Love, Anger, Madness_ A Haitian Trilogy - Marie Chauvet [140]
Arrogant malcontents! …
I don’t want to write. At least, not as I have before. I feel as if I am coming out of my apathy and becoming self-aware. Cornered, hounded like an animal, I take stock of my powers in silence and in fear, and plunge to the very bottom of my being. To find what there? Ah! Lord have mercy! Spare me from clutching at nothing yet again. Look at my buddies. Poets like me. Their empty gizzards stuffed with crooked rhymes, just like me. Poetry! The endemic illness of young malcontents, desperately embracing beauty, hog-tied to the tempting rhymes of a loaned-out language, tossed about between Creole and French like those rowboats over there on the sea I can hear but not see crashing from my shack. My senses grow sharp in this silence intermittently punctuated by cries or the whistling of bullets. I no longer need to look in order to see: the sea is raging. Raging against the devils, against our resignation, against our cowardice, against us. I listen to it holler, scold, protest, refute. Furious, her waves lift abandoned sailboats and make them clatter like teeth. Silver and pink fish jump high in the air and cast stunned looks at the shore; gaunt dogs pace along the beach, nosy, searching through trash and bodies. Closer by, multihued birds shake off the rain, gliding indifferently, wings fixed between heaven and earth. Between squalor and splendor. They whistle and sing cheerful sunny songs, the strident songs of island birds; and their unbridled effervescence, wafting on the warm noon breeze, that Haitian noon usually suffused with the smell of dishes spiced with garlic and hot pepper, accentuates our torment, poor prisoners that we are. We are indeed prisoners. Brave is he who ventures out. Even the beggars have deserted the streets. They have probably dug themselves in somewhere in the mountains. Let’s hope hunger doesn’t turn them into snitches and drive them to make a pact with the devils, those who just yesterday were praying at the gates of the church, arms outstretched in a cross. The church too has closed its doors and, since morning, the bells have been quiet. Is Father Angelo afraid? Is Cécile afraid? Let me put my thoughts in order, let me draw a battle plan, and I will fly to your rescue … Where have I read this? …
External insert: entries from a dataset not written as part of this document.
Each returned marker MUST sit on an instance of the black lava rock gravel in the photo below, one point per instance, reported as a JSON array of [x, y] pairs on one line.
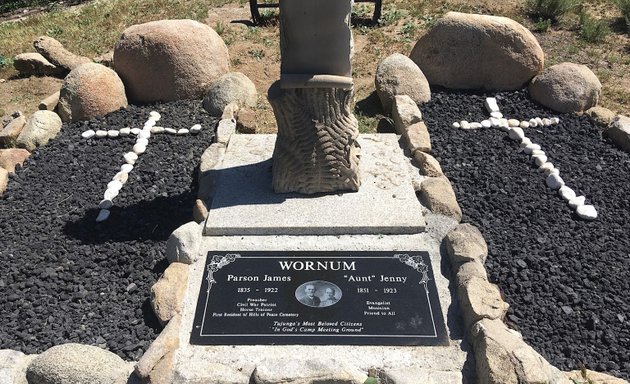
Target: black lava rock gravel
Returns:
[[65, 278], [567, 280]]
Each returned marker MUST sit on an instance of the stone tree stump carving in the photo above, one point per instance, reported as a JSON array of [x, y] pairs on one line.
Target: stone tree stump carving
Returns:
[[316, 148]]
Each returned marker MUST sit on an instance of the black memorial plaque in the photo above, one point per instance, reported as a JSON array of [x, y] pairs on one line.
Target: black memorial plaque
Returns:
[[349, 298]]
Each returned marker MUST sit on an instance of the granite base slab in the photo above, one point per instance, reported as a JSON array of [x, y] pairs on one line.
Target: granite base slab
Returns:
[[245, 203]]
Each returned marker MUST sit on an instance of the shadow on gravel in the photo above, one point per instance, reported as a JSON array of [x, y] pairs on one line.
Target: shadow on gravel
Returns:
[[145, 220]]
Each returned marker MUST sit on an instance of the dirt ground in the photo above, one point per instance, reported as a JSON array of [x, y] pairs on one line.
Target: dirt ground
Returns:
[[254, 50]]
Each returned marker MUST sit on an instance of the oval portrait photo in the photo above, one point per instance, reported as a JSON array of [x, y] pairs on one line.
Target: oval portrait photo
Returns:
[[318, 294]]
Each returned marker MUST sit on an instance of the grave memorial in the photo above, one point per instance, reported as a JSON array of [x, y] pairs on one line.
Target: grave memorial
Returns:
[[384, 298], [298, 263]]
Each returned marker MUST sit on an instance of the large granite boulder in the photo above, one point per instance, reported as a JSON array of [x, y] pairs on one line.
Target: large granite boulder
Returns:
[[89, 91], [566, 87], [468, 51], [40, 128], [399, 75], [169, 60]]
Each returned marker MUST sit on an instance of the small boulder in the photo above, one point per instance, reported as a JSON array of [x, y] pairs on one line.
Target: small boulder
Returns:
[[40, 128], [399, 75], [13, 364], [9, 158], [106, 59], [89, 91], [54, 51], [566, 87], [34, 64], [169, 60], [50, 103], [183, 244], [437, 195], [619, 132], [468, 51], [77, 363], [601, 116], [233, 87], [247, 121], [10, 133], [417, 137], [405, 112]]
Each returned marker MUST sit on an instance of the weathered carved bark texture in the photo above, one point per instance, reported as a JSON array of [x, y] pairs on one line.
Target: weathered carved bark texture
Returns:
[[316, 148]]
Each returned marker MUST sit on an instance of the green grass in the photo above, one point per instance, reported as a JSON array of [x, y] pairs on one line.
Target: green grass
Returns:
[[593, 30], [95, 27], [551, 10], [624, 8]]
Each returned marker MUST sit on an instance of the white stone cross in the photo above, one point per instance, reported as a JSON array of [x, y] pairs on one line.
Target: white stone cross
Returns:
[[142, 141], [515, 130]]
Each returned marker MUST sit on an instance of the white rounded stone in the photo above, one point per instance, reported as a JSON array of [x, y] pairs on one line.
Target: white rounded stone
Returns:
[[154, 115], [88, 134], [525, 142], [144, 134], [529, 149], [554, 181], [121, 176], [139, 149], [567, 193], [114, 184], [513, 123], [102, 215], [553, 171], [491, 104], [516, 134], [539, 159], [110, 194], [576, 202], [538, 152], [586, 212], [130, 158]]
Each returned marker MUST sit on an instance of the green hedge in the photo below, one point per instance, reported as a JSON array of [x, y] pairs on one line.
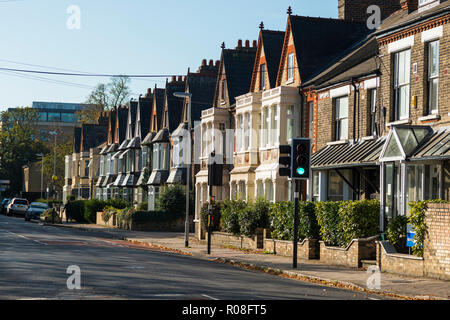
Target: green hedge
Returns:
[[341, 222], [216, 208], [172, 199], [328, 219], [417, 220], [282, 220], [255, 215]]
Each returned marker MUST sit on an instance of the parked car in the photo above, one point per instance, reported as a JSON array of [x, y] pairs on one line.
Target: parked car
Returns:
[[35, 210], [4, 204], [17, 206]]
My shack is in a back alley that opens on the Grand-rue. A nameless back alley in the slums where near-beggars of my kind live here and there. It is near the Grand-rue and is even more despised for it. A disgraceful appendix of that main street with its heap of self-styled aristocrats, baptized by high society, as they say. Shopkeepers, businessmen, exploiters, thieves in the guise of respectable citizens, bursting with every sort of prejudice, living like pashas in this provincial small town, which, due to the terrible roads that link it to Port-au-Prince, seems forever separated from the rest of the world.
This Haitian province sung over and over in my French rhymes, province that I love because my mother and I grew up here, suffered and slaved here, I will free you from the devils’ claws!
The past is forever vomiting up regrets. Life is like a heavy cart slowly, implacably grooving a path straight ahead of itself. I turned my head to look back and was seized by discouragement. Why didn’t I keep begging for work? Why didn’t I have the courage to declare my love to Cécile? I ran away from responsibilities out of fear of the future and now I may no longer have a future. I am alone, shut up like a rat in his hole, I am gnawing at my solitude with every last tooth. Look at my buddies. André, Jacques, Simon! Malnourished poets like me. Hunted by the devils like me.
I heard gunshots and then furious running. And this time I jumped to the barricade to unblock the door. I opened it wide and the fugitive saw it and flew into my house like the wind: it was André. We put back the barricade before embracing.